Dünya Ağrısı’nın başkahramanı Mürşit, adı açıkça belirtilmeyen bir taşra kasabasında doğmuş ve hayatının yalnızca çok kısa bir döneminde, üniversiteyi kazandıktan sonra, kasabasının dışına çıkmış, daha okuldaki ilk yılını bile tamamlayamadan doğduğu kasabaya geri dönmek ve babasının otelini işletmeye devam etmek zorunda kalmış bir kişi.

İstanbul’u görmüş olması ve yaptığı meslek, Mürşit’e sürekli olarak, içinde boğulduğu kasabanın dışındaki yaşamın varlığını hatırlatmakta.

??????????Ayfer Tunç, Dünya Ağrısı’na, Mürşit’in yenilgiyi çoktan kabul ettiği ve her şeyden vazgeçtiği bir dönemi anlatarak başlıyor. Mürşit, yaşamını geldiği son noktada, işinden, ailesinden, arkadaşlarından ve en önemlisi kendisinden tamamen vazgeçmiş bir durumda. İçinde hissettiği ağrıyı hafifletmesinin tek yolu ise içmek oluyor.

Tamamen kendi iç dünyasına dönük bir yaşamı olan Mürşit’in bu rutinini ise kasabaya açılması planlanan altın madeninde görevli, Maden Mühendisi Uzay’ın (Uzay, roman boyunca çoğunlukla “Madenci” olarak anılıyor.) Mürşit’e rakı sofralarında eşlik etmeye başlaması bozuyor.

Bu noktadan sonra ise akşam sofraları, her ikisi için de bir terapi ve bilinçaltına gömdükleri kimi gerçeklerle yüzleşmelerini sağlama görevi görmeye başlıyor. Bu sofradaki sohbetler sayesinde biz okurlar da Mürşit’in, Uzay’ın, kasabadaki diğer insanların ve kasabanın tarihini öğrenebiliyoruz.
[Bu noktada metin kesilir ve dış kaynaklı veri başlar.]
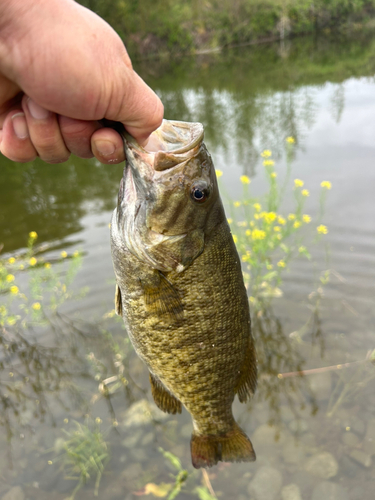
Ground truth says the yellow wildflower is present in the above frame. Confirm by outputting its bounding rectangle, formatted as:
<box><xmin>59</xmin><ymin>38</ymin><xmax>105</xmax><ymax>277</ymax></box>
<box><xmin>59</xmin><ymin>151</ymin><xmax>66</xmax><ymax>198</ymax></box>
<box><xmin>264</xmin><ymin>212</ymin><xmax>277</xmax><ymax>224</ymax></box>
<box><xmin>263</xmin><ymin>160</ymin><xmax>275</xmax><ymax>167</ymax></box>
<box><xmin>251</xmin><ymin>229</ymin><xmax>266</xmax><ymax>240</ymax></box>
<box><xmin>240</xmin><ymin>175</ymin><xmax>251</xmax><ymax>184</ymax></box>
<box><xmin>260</xmin><ymin>149</ymin><xmax>272</xmax><ymax>158</ymax></box>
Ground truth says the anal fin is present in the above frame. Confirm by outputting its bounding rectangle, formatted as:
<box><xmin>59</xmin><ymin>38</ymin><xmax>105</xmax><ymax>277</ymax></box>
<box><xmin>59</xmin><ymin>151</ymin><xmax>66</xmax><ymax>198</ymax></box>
<box><xmin>234</xmin><ymin>337</ymin><xmax>257</xmax><ymax>403</ymax></box>
<box><xmin>150</xmin><ymin>373</ymin><xmax>182</xmax><ymax>414</ymax></box>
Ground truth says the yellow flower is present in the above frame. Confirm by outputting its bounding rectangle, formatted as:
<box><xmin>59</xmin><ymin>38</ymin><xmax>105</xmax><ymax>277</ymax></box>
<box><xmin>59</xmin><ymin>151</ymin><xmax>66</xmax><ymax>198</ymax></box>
<box><xmin>264</xmin><ymin>212</ymin><xmax>277</xmax><ymax>224</ymax></box>
<box><xmin>251</xmin><ymin>229</ymin><xmax>266</xmax><ymax>240</ymax></box>
<box><xmin>263</xmin><ymin>160</ymin><xmax>275</xmax><ymax>167</ymax></box>
<box><xmin>260</xmin><ymin>149</ymin><xmax>272</xmax><ymax>158</ymax></box>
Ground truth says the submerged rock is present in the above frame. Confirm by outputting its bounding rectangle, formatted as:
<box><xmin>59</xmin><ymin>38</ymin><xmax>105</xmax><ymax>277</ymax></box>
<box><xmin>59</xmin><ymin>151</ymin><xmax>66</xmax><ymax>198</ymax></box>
<box><xmin>305</xmin><ymin>451</ymin><xmax>339</xmax><ymax>479</ymax></box>
<box><xmin>248</xmin><ymin>465</ymin><xmax>283</xmax><ymax>500</ymax></box>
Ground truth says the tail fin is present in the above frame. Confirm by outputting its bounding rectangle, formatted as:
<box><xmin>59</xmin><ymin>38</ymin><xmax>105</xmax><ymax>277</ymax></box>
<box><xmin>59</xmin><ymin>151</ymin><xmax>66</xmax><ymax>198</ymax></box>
<box><xmin>190</xmin><ymin>423</ymin><xmax>256</xmax><ymax>469</ymax></box>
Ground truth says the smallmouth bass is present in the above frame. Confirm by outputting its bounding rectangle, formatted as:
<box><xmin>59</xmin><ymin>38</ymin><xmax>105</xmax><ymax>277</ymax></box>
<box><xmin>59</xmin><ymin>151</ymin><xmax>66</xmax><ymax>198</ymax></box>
<box><xmin>111</xmin><ymin>120</ymin><xmax>257</xmax><ymax>468</ymax></box>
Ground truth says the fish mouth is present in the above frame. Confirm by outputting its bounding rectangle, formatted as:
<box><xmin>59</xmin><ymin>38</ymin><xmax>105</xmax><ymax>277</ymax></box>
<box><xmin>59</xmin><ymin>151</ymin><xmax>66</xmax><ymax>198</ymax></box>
<box><xmin>123</xmin><ymin>120</ymin><xmax>204</xmax><ymax>173</ymax></box>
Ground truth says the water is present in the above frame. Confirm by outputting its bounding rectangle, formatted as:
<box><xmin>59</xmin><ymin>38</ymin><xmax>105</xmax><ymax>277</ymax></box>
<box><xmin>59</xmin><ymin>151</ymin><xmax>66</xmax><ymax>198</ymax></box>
<box><xmin>0</xmin><ymin>33</ymin><xmax>375</xmax><ymax>500</ymax></box>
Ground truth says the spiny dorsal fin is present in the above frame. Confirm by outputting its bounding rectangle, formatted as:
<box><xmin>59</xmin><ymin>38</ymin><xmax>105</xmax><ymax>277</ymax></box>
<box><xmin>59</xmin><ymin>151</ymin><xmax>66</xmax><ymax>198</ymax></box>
<box><xmin>150</xmin><ymin>373</ymin><xmax>182</xmax><ymax>414</ymax></box>
<box><xmin>115</xmin><ymin>285</ymin><xmax>122</xmax><ymax>316</ymax></box>
<box><xmin>141</xmin><ymin>271</ymin><xmax>184</xmax><ymax>320</ymax></box>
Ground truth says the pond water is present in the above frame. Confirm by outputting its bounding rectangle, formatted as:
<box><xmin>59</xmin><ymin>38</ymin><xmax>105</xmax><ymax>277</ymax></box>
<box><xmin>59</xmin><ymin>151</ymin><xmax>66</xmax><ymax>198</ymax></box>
<box><xmin>0</xmin><ymin>33</ymin><xmax>375</xmax><ymax>500</ymax></box>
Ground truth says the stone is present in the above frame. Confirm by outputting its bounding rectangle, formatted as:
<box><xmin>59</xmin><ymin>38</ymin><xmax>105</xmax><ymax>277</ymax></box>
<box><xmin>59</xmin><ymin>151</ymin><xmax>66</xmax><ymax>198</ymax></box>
<box><xmin>247</xmin><ymin>465</ymin><xmax>283</xmax><ymax>500</ymax></box>
<box><xmin>311</xmin><ymin>481</ymin><xmax>349</xmax><ymax>500</ymax></box>
<box><xmin>349</xmin><ymin>450</ymin><xmax>372</xmax><ymax>467</ymax></box>
<box><xmin>1</xmin><ymin>486</ymin><xmax>25</xmax><ymax>500</ymax></box>
<box><xmin>281</xmin><ymin>483</ymin><xmax>302</xmax><ymax>500</ymax></box>
<box><xmin>305</xmin><ymin>451</ymin><xmax>339</xmax><ymax>479</ymax></box>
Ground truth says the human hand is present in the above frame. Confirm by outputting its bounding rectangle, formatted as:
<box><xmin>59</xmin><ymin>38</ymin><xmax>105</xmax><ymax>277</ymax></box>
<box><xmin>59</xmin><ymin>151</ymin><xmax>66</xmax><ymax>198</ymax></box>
<box><xmin>0</xmin><ymin>0</ymin><xmax>163</xmax><ymax>163</ymax></box>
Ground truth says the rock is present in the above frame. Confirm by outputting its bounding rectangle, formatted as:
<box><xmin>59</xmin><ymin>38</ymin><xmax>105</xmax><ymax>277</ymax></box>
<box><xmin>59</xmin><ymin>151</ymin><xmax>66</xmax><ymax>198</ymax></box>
<box><xmin>124</xmin><ymin>399</ymin><xmax>168</xmax><ymax>427</ymax></box>
<box><xmin>349</xmin><ymin>450</ymin><xmax>372</xmax><ymax>467</ymax></box>
<box><xmin>309</xmin><ymin>372</ymin><xmax>332</xmax><ymax>401</ymax></box>
<box><xmin>305</xmin><ymin>451</ymin><xmax>339</xmax><ymax>479</ymax></box>
<box><xmin>341</xmin><ymin>432</ymin><xmax>359</xmax><ymax>448</ymax></box>
<box><xmin>311</xmin><ymin>481</ymin><xmax>349</xmax><ymax>500</ymax></box>
<box><xmin>281</xmin><ymin>483</ymin><xmax>302</xmax><ymax>500</ymax></box>
<box><xmin>247</xmin><ymin>465</ymin><xmax>283</xmax><ymax>500</ymax></box>
<box><xmin>1</xmin><ymin>486</ymin><xmax>25</xmax><ymax>500</ymax></box>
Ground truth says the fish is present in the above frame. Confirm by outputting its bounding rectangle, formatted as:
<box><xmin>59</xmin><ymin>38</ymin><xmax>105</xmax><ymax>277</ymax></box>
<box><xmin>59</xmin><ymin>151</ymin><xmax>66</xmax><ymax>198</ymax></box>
<box><xmin>110</xmin><ymin>120</ymin><xmax>257</xmax><ymax>468</ymax></box>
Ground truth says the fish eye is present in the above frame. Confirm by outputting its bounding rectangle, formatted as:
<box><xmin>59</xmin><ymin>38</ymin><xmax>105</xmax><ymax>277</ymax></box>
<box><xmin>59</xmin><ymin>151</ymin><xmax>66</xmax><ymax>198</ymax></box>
<box><xmin>190</xmin><ymin>181</ymin><xmax>210</xmax><ymax>203</ymax></box>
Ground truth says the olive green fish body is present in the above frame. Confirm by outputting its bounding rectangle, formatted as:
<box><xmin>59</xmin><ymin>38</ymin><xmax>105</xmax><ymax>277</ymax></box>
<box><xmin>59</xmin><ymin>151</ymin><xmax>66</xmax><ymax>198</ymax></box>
<box><xmin>111</xmin><ymin>122</ymin><xmax>256</xmax><ymax>467</ymax></box>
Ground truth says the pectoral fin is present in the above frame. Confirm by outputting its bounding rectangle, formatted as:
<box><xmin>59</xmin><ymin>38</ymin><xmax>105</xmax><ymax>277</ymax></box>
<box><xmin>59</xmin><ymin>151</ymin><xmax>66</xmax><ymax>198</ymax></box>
<box><xmin>141</xmin><ymin>271</ymin><xmax>184</xmax><ymax>320</ymax></box>
<box><xmin>150</xmin><ymin>373</ymin><xmax>182</xmax><ymax>414</ymax></box>
<box><xmin>115</xmin><ymin>285</ymin><xmax>122</xmax><ymax>316</ymax></box>
<box><xmin>234</xmin><ymin>337</ymin><xmax>257</xmax><ymax>403</ymax></box>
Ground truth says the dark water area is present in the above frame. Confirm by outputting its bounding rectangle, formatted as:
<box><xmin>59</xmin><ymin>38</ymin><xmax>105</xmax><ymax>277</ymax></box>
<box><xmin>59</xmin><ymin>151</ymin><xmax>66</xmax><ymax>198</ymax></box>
<box><xmin>0</xmin><ymin>37</ymin><xmax>375</xmax><ymax>500</ymax></box>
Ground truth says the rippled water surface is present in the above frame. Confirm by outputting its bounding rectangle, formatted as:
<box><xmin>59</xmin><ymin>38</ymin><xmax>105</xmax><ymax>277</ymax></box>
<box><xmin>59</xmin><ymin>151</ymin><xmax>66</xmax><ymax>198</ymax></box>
<box><xmin>0</xmin><ymin>38</ymin><xmax>375</xmax><ymax>500</ymax></box>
Bu noktada Ayfer Tunç’un, ismi belirtilmeyen kasabayı Türkiye’nin minyatürü olarak tasarladığı tezini öne sürebiliriz.

Mürşit’in hapsolduğu kasaba, azınlıkların yok edildiği, dışarıdan gelen yoksul göçmenlerin içinde bulundukları korkunç yoksullukla birlikte dışlandıkları, yeri geldiğinde linç edildikleri, görünürde muhafazakârlığın artmasına rağmen alkolün, uyuşturucunun ve fuhuşun kapalı kapılar ardında da olsa varlığını sürdürdüğü, çarpık yapılaşmanın ve çevre talanının başını alıp gittiği bir yer olarak tasvir ediliyor.
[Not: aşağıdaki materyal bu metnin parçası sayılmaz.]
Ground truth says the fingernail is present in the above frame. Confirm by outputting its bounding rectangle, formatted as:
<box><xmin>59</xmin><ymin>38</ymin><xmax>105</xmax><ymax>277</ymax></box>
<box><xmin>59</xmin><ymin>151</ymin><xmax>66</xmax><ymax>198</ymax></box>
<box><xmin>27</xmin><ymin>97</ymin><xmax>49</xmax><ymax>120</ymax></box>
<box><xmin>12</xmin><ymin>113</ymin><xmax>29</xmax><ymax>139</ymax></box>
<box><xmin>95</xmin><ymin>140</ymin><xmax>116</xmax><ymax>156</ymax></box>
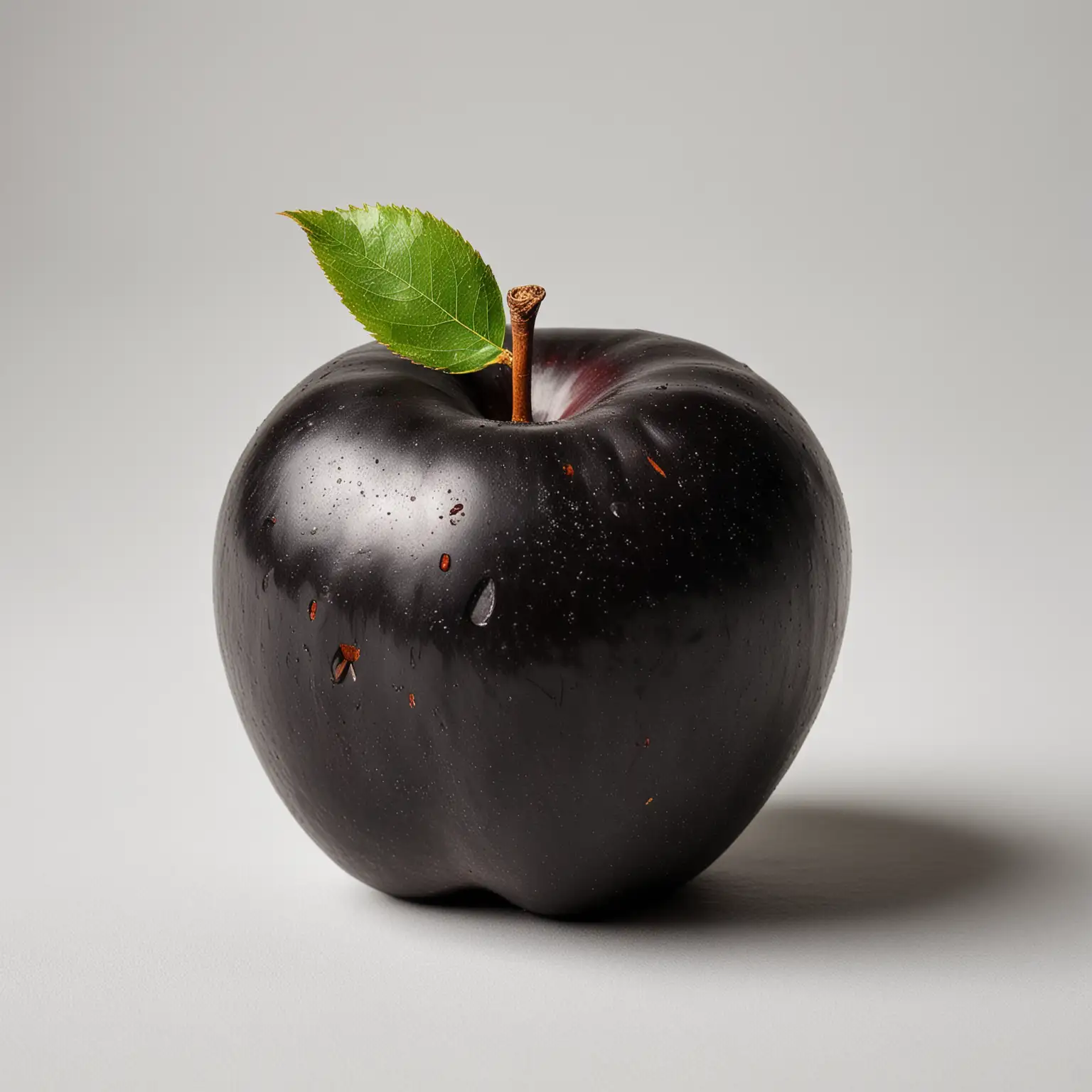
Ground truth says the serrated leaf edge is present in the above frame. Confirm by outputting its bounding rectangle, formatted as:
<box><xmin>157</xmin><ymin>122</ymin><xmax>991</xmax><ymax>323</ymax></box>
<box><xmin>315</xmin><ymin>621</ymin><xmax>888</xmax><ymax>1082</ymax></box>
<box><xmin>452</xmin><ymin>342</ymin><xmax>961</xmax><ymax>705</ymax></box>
<box><xmin>277</xmin><ymin>202</ymin><xmax>512</xmax><ymax>375</ymax></box>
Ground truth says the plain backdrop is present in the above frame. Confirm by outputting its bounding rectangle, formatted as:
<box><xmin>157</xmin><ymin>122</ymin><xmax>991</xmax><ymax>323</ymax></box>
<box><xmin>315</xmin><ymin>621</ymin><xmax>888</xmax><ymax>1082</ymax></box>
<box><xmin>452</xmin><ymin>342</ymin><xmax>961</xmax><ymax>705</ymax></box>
<box><xmin>0</xmin><ymin>0</ymin><xmax>1092</xmax><ymax>1092</ymax></box>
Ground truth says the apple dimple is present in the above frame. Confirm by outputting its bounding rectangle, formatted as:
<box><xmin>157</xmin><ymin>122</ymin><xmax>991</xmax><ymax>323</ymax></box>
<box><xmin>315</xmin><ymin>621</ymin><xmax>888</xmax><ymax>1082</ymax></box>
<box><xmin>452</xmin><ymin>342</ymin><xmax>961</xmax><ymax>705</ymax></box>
<box><xmin>530</xmin><ymin>356</ymin><xmax>623</xmax><ymax>424</ymax></box>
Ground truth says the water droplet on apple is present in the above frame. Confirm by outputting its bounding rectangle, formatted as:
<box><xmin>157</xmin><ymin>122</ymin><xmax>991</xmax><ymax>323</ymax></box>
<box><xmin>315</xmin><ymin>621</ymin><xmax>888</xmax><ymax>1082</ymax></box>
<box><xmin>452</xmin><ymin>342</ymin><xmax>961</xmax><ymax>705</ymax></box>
<box><xmin>467</xmin><ymin>577</ymin><xmax>497</xmax><ymax>626</ymax></box>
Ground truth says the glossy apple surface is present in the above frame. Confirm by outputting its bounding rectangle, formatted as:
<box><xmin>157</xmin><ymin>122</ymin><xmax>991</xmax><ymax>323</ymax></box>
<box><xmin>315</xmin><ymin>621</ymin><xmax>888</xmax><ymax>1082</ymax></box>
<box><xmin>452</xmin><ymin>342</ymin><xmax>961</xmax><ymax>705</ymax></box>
<box><xmin>214</xmin><ymin>330</ymin><xmax>850</xmax><ymax>915</ymax></box>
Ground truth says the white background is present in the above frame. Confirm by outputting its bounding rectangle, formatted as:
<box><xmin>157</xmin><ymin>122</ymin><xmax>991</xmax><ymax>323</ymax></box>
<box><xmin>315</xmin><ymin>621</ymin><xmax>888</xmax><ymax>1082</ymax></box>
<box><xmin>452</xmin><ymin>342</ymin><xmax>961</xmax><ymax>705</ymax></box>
<box><xmin>0</xmin><ymin>0</ymin><xmax>1092</xmax><ymax>1092</ymax></box>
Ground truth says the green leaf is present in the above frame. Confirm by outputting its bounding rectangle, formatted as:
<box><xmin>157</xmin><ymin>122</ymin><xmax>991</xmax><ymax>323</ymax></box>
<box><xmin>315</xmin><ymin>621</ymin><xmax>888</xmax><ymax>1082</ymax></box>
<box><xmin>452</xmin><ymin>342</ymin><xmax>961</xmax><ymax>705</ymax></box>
<box><xmin>283</xmin><ymin>205</ymin><xmax>508</xmax><ymax>371</ymax></box>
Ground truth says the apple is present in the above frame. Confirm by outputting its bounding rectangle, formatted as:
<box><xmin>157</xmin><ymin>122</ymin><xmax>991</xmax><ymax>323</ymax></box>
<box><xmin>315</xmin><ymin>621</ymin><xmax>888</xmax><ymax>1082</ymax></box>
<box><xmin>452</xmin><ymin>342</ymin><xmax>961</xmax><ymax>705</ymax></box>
<box><xmin>214</xmin><ymin>330</ymin><xmax>850</xmax><ymax>916</ymax></box>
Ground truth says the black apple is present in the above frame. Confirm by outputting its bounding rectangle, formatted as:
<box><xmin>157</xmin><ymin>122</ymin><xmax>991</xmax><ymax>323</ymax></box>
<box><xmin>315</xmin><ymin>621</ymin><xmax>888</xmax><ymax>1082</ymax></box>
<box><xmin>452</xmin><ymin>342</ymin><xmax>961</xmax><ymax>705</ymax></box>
<box><xmin>215</xmin><ymin>330</ymin><xmax>850</xmax><ymax>915</ymax></box>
Kasabadaki yozlaşma o kadar ileri bir noktadadır ki tüm kasaba halkı, altın madeninin çevreye vereceği zararı ve madenin açılması halinde kendilerine, ekonomik anlamda bir faydasının dokunmayacağını üç aşağı beş yukarı bilmelerine rağmen, madenin açılmasını dört gözle beklemektedirler.
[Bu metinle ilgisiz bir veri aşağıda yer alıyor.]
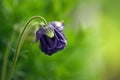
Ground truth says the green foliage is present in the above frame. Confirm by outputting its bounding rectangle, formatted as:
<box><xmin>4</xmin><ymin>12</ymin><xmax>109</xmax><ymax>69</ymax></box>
<box><xmin>0</xmin><ymin>0</ymin><xmax>120</xmax><ymax>80</ymax></box>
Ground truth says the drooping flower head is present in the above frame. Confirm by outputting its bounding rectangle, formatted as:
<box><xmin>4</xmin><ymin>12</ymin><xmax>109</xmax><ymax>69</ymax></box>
<box><xmin>35</xmin><ymin>21</ymin><xmax>67</xmax><ymax>55</ymax></box>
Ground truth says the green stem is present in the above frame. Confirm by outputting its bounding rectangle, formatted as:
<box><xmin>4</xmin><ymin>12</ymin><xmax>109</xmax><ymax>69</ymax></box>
<box><xmin>8</xmin><ymin>16</ymin><xmax>47</xmax><ymax>80</ymax></box>
<box><xmin>1</xmin><ymin>30</ymin><xmax>15</xmax><ymax>80</ymax></box>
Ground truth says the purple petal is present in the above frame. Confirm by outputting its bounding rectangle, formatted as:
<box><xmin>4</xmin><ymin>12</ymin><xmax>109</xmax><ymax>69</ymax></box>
<box><xmin>34</xmin><ymin>29</ymin><xmax>43</xmax><ymax>42</ymax></box>
<box><xmin>50</xmin><ymin>21</ymin><xmax>64</xmax><ymax>31</ymax></box>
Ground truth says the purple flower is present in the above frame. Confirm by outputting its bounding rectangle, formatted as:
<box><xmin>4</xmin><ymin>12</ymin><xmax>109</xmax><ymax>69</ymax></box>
<box><xmin>35</xmin><ymin>21</ymin><xmax>66</xmax><ymax>55</ymax></box>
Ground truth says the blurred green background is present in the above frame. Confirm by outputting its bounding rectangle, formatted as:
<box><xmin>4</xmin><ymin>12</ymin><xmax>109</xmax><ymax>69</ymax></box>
<box><xmin>0</xmin><ymin>0</ymin><xmax>120</xmax><ymax>80</ymax></box>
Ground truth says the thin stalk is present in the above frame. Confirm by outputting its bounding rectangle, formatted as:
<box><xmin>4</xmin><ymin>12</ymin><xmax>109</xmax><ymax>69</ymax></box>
<box><xmin>1</xmin><ymin>30</ymin><xmax>15</xmax><ymax>80</ymax></box>
<box><xmin>8</xmin><ymin>16</ymin><xmax>47</xmax><ymax>80</ymax></box>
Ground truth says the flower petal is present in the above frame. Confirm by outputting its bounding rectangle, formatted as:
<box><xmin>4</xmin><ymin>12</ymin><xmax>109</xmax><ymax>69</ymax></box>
<box><xmin>34</xmin><ymin>29</ymin><xmax>43</xmax><ymax>43</ymax></box>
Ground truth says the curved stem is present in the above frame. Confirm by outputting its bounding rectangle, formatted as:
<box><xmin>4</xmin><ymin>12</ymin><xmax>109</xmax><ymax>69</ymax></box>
<box><xmin>8</xmin><ymin>16</ymin><xmax>47</xmax><ymax>80</ymax></box>
<box><xmin>1</xmin><ymin>30</ymin><xmax>15</xmax><ymax>80</ymax></box>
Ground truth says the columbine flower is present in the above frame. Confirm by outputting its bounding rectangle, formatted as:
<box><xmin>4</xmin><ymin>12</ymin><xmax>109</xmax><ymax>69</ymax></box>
<box><xmin>35</xmin><ymin>21</ymin><xmax>66</xmax><ymax>55</ymax></box>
Dünya Ağrısı, taşralılık halinin ve “zamanın ruhu” denilen kavramın insanlar üzerindeki çürütücü etkisini son derece başarıyla aktaran, bunu yaparken de Zebercet’e ve Woyzeck’e saygıda kusur etmeyen ve yeri geldiğinde de “selam çakan” bir roman.

III

Yazıyı toparlayacak olursak;

Ayfer Tunç, 18.01.2014 tarihli Radikal Kitap’ta, Bedia Ceylan Güzelce’yle yaptığı söyleşide, “Biz mutsuz bir toplumuz, yetmiş altı milyon depresyondayız. Bir yandan ülkenin yaşadığı bu ağrılı dönüşüm sürecinden payımıza düşeni yaşıyoruz, bir yandan kendi psikolojik hallerimizle karşılaşıyoruz, bu da ağrılarımızı artırıyor.” tespitini yapmıştı.

Dünya Ağrısı, işte tam da bu tespitin romanı olmuş.